CO: It's based on the historical relationship between the Dow Jones Industrial Average and the gold price. Over the last 100 years there have been three times when it has cost 1 to 2 ounces gold to buy the Dow. The last time was 1980 when the gold price was $800/oz and the Dow was 800.

 

People roll their eyes when you forecast big numbers. In 2004 or 2005, I said gold would reach $1,000/oz. When it reached $1,000/oz, I moved to $2,000/oz and we almost got there. With the willingness of the market to continue to print money, I believe that we are going to get that 2 or 3 to 1 relationship with the Dow. With the Dow at 16,000, I think $5,000/oz is achievable. It's not really that the gold price is increasing, it's that paper currencies are depreciating in value.

 

TGR: Thank you for your time and commentary, Charles.

 

Charles Oliver joined Sprott Asset Management in 2008. He is lead portfolio manager of the Sprott Gold and Precious Minerals Fund.
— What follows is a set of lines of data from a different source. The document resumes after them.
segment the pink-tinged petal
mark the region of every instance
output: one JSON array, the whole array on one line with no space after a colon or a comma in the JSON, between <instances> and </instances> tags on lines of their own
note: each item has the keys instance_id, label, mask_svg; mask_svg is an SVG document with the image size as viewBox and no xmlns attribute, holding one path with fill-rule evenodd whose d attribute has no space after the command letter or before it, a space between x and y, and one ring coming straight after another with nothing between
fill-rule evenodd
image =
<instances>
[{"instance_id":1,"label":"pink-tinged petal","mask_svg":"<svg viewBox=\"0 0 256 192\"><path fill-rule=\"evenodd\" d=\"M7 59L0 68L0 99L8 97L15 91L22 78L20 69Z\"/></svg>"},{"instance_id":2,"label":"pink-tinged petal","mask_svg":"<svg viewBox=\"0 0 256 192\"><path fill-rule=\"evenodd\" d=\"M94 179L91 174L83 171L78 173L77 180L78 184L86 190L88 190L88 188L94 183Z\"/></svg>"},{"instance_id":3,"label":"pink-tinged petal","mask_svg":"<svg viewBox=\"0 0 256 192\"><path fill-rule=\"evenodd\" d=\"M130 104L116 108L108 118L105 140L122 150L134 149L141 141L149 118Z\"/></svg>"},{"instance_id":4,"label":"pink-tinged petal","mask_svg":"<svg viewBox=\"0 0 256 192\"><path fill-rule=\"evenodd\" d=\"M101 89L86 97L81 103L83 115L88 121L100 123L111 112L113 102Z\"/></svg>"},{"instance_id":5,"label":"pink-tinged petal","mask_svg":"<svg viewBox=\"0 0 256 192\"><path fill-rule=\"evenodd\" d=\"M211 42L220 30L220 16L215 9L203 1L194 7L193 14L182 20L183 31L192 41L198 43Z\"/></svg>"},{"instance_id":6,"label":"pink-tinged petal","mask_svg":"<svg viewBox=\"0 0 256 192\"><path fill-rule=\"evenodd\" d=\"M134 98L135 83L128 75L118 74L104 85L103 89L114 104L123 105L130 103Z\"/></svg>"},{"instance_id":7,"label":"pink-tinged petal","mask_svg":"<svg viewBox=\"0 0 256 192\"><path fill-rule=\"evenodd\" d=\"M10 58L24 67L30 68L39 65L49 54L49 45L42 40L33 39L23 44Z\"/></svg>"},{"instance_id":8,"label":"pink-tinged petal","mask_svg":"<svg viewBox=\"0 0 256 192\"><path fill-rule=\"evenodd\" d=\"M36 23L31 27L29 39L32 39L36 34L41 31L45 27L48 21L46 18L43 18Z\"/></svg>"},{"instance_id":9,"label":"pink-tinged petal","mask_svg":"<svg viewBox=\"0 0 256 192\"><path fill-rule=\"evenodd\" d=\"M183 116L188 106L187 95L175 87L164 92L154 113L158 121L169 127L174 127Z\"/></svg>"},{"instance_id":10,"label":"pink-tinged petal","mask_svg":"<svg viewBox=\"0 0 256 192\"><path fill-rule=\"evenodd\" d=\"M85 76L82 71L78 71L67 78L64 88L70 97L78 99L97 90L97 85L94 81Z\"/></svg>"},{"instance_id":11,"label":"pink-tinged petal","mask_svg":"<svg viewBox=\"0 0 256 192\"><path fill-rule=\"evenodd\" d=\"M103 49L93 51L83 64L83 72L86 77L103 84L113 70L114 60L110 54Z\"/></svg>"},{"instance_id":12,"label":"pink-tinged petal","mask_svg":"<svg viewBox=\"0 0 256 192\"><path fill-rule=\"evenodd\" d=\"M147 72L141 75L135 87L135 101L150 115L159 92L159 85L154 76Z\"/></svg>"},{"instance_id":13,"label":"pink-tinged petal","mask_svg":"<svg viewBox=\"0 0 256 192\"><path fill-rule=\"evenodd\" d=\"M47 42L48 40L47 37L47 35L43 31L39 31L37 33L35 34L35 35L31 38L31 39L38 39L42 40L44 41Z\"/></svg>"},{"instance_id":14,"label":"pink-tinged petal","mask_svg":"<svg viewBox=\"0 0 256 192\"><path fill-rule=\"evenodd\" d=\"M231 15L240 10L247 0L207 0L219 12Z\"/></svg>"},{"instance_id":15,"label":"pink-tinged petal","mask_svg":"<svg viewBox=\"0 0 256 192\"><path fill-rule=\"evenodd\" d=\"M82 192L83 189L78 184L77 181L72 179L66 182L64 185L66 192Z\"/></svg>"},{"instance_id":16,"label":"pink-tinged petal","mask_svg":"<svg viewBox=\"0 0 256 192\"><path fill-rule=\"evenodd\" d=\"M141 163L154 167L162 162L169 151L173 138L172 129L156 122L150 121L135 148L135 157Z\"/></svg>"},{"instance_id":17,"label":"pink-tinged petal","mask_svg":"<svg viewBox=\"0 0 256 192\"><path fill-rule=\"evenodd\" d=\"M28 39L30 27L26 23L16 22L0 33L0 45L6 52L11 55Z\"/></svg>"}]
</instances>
Previously, he was at AGF Management Limited, where his team was awarded the Canadian Investment Awards Best Precious Metals Fund in 2004, 2006 and 2007. His accolades also include: Lipper Awards' best five-year return in the Precious Metals category (AGF Precious Metals Fund, 2007), and the Lipper Award for best one-year return in the Precious Metals category 2010.

 

DISCLOSURE:
1) Brian Sylvester conducted this interview for Streetwise Reports LLC, publisher of The Gold Report, The Energy Report, The Life Sciences Report and The Mining Report, and provides services to Streetwise Reports as an independent contractor.
2) Streetwise Reports does not accept stock in exchange for its services.
3) Charles Oliver: I was not paid by Streetwise Reports for participating in this interview. Comments and opinions expressed are my own comments and opinions. I had the opportunity to review the interview for accuracy as of the date of the interview and am responsible for the content of the interview.